Consider this; the more important a paper is the more often it is read. This is 100% true because academic papers are so boring that no one would read them unless they were genuinely interested in the contents.

Before the internet there was no way we could measure how many times a paper was read. All we knew was that a paper was printed. A paper might have sat on 1000 library shelves around the world and never, ever read – to this day.

Hence, in order, to measure the worth of an paper and its author(s), the citation indices were born. A paper is cited because it describes a bunch of things that saves the author of a new paper from writing a bunch of things or, worse still, trying to prove a bunch of things.

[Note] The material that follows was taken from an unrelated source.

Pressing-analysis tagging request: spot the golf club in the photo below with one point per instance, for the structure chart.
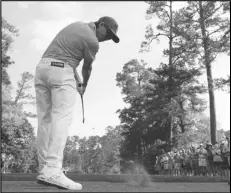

Essentially a citation is a valuable short-cut. A short-cut that proves that we are all standing on the shoulders of those that have gone before us.

In the absence of a direct measure of readership, citations were the best proxy we had. But an imperfect proxy at that.

Sometimes, for example, a paper can be heavily cited because it nicely summarises some information that other authors can use in their introductions. Yet in no way does it introduce, for example, new science.

Also, when cited a paper probably has a greater chance of being read by others because they may be compelled to ‘chase’ the reference. A citation is a very poor advertisement for a paper, but it is one nevertheless.

Clearly in this era of e-journals the value of academic papers can be measured directly through readership.

Firstly, however, we need to get papers from behind the paid ‘firewalls’. I often need to read academic papers even though I am not an academic. Just yesterday, for example, I wanted to get a paper on patent enforcement studies in Australia. Wiley’s wanted to charge me $35 for the privilege and I demurred.

Eventually I girded my loins and forced myself to get a copy through the RMIT University library system (which I have access to as an Adjunct); it is so convoluted that in itself it presents a barrier to entry

Fortunately the move away from the old cartel of ‘paid’ journals has already begun. Once it is completed we then need some new indices. Actually we would probably need two indices; one for the level of readership and another as a measure of innovativeness.

Let me explain – a great review, for example, can be highly read but introduce no new (say) science. Don’t get me wrong – a good review is a very valuable thing, but it isn’t the whole picture. In any case, the level of readership can be very easily measured on the internet – Scribd for example measures how many times an article is read and what the ‘engagement time’ is.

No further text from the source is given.